This article is the first in a series of blog posts I plan to publish, aimed at bringing clarity to one of today’s most hyped technology topic: artificial intelligence (AI). As with most of my other posts, there will be a practical example to illustrate the concepts, and I’ll explain everything at a beginner-friendly level (and without using any AI-generated text!)

A few months ago, the Logic Apps team introduced new (preview) AI capabilities in their Standard plan workflows. Among these updates is an AI-powered agent loop mode that uses an AI agent and a set of sub-workflows as tools operating in a “Think → Act → Reflect” pattern. In this post, I’ll briefly explain when and how to use AI agent loops in your solutions, demonstrate an AI-enabled F&O integration example, and discuss the advantages of Logic Apps agent loops compared to Microsoft’s other low-code AI platform, Copilot Studio

When to use AI agent flows and when not

In the majority of the AI podcasts I have seen so far, AI agent flows are mentioned as a replacement for today’s solutions with rigid, deterministic program logic. What I mean is this: below you have a logic app flow with a rigid program logic using switch and conditional statements:

It receives an inventory movement record and places it into the correct storage place using a rigid program logic.
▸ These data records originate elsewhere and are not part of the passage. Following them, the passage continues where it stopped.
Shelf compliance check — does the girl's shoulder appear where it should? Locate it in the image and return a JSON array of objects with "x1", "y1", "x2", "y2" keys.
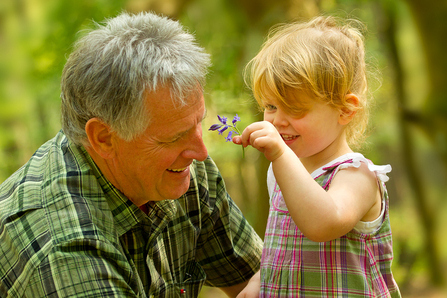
[{"x1": 312, "y1": 152, "x2": 392, "y2": 182}]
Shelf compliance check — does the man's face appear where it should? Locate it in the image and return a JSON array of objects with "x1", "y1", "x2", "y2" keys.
[{"x1": 110, "y1": 88, "x2": 208, "y2": 206}]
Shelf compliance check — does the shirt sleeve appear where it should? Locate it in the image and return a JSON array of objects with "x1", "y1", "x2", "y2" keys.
[
  {"x1": 197, "y1": 158, "x2": 262, "y2": 287},
  {"x1": 25, "y1": 239, "x2": 144, "y2": 297}
]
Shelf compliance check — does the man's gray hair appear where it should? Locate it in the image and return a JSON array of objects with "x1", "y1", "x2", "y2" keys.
[{"x1": 61, "y1": 12, "x2": 210, "y2": 145}]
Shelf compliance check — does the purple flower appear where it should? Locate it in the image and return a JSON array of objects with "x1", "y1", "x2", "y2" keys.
[
  {"x1": 233, "y1": 114, "x2": 241, "y2": 126},
  {"x1": 208, "y1": 124, "x2": 222, "y2": 131},
  {"x1": 219, "y1": 125, "x2": 231, "y2": 135},
  {"x1": 208, "y1": 114, "x2": 245, "y2": 156},
  {"x1": 217, "y1": 115, "x2": 227, "y2": 125},
  {"x1": 225, "y1": 130, "x2": 233, "y2": 142}
]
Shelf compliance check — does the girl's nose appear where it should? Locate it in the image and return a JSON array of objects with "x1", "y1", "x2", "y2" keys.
[{"x1": 271, "y1": 108, "x2": 289, "y2": 127}]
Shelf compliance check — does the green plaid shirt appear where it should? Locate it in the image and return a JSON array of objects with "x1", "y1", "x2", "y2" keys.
[{"x1": 0, "y1": 132, "x2": 262, "y2": 297}]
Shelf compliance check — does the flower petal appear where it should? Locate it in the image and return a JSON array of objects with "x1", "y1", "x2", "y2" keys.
[
  {"x1": 217, "y1": 115, "x2": 227, "y2": 125},
  {"x1": 208, "y1": 124, "x2": 222, "y2": 131},
  {"x1": 219, "y1": 125, "x2": 228, "y2": 135},
  {"x1": 225, "y1": 130, "x2": 233, "y2": 142},
  {"x1": 233, "y1": 114, "x2": 241, "y2": 126}
]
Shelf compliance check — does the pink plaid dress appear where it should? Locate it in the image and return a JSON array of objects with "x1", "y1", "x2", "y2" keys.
[{"x1": 260, "y1": 153, "x2": 401, "y2": 298}]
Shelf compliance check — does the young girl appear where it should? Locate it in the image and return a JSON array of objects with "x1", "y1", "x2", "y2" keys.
[{"x1": 233, "y1": 17, "x2": 400, "y2": 298}]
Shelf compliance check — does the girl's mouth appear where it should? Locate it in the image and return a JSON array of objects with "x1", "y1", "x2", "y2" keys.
[
  {"x1": 281, "y1": 134, "x2": 298, "y2": 141},
  {"x1": 168, "y1": 167, "x2": 188, "y2": 173}
]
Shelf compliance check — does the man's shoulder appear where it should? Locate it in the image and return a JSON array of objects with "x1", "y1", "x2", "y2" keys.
[{"x1": 0, "y1": 132, "x2": 111, "y2": 247}]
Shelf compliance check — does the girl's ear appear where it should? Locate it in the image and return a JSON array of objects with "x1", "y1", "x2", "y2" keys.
[{"x1": 338, "y1": 93, "x2": 359, "y2": 125}]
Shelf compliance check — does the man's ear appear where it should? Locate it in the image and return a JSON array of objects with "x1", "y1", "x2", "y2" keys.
[
  {"x1": 85, "y1": 118, "x2": 114, "y2": 159},
  {"x1": 338, "y1": 93, "x2": 359, "y2": 125}
]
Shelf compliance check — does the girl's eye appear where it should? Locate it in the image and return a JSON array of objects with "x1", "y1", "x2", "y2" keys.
[{"x1": 264, "y1": 104, "x2": 276, "y2": 111}]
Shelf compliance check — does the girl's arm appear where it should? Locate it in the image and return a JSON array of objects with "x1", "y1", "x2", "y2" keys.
[{"x1": 234, "y1": 121, "x2": 381, "y2": 242}]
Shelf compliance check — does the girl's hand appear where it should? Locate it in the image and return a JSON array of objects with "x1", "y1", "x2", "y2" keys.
[{"x1": 233, "y1": 121, "x2": 287, "y2": 162}]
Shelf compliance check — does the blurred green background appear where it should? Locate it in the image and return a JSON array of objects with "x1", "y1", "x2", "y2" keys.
[{"x1": 0, "y1": 0, "x2": 447, "y2": 297}]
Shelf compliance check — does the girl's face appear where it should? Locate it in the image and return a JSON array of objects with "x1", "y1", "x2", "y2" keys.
[{"x1": 264, "y1": 92, "x2": 347, "y2": 162}]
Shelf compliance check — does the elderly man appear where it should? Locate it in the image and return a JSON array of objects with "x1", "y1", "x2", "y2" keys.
[{"x1": 0, "y1": 13, "x2": 262, "y2": 297}]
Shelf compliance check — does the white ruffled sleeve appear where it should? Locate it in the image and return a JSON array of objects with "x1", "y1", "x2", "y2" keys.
[{"x1": 338, "y1": 154, "x2": 392, "y2": 182}]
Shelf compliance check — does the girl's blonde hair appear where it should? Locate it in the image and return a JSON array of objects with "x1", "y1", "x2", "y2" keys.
[{"x1": 246, "y1": 16, "x2": 368, "y2": 146}]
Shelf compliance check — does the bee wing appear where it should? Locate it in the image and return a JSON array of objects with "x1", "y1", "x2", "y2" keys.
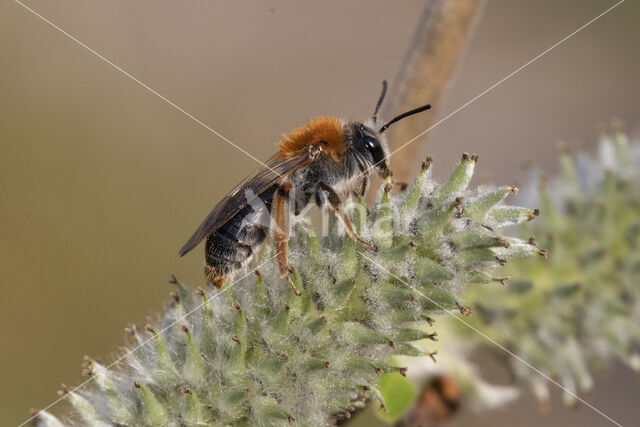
[{"x1": 178, "y1": 149, "x2": 313, "y2": 256}]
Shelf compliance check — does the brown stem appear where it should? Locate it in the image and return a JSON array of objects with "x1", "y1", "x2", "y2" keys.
[{"x1": 385, "y1": 0, "x2": 486, "y2": 181}]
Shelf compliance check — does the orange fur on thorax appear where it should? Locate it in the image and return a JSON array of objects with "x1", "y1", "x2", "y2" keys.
[{"x1": 278, "y1": 117, "x2": 346, "y2": 161}]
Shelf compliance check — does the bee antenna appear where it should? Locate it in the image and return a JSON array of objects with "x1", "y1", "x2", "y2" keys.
[
  {"x1": 373, "y1": 80, "x2": 387, "y2": 122},
  {"x1": 378, "y1": 104, "x2": 431, "y2": 133}
]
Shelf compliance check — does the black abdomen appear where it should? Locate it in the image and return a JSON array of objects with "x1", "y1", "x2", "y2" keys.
[{"x1": 205, "y1": 185, "x2": 278, "y2": 287}]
Many AI instructors I have listened to, some being representatives of big tech companies, declare this way of programming ‘old school’ now. They tell that the ‘future’ of programming should be using AI agents and LLM prompts instead. They tell it is the new trend of building such solutions, and it will remove the ‘burden’ of designing the program logic with rigid, deterministic flows and conditions, such as if-then-else and switch statements:

Well, the computing power needed by a solution using an AI agent is much higher than that of solutions using deterministic program logic. Yet there is a huge performance penalty and extra costs, which are currently not being 100% reflected to end users by big tech companies. The deterministic flow logic app example here, with the most basic plan, executes in approximately 0.1 to 0.5 seconds. The example with the AI agent loop and the most basic plan executes like this:

So, do you think any company investing so much in the performance optimizations of their solutions will switch to using AI agents instead of deterministic workflow solutions, just because it is ‘the new trend’? I don’t think so. Therefore, solutions using deterministic program logic are not going anywhere or being replaced by AI. We continue to solve problems that can be solved using rigid logical-conditional statements by using rigid logical-conditional statements.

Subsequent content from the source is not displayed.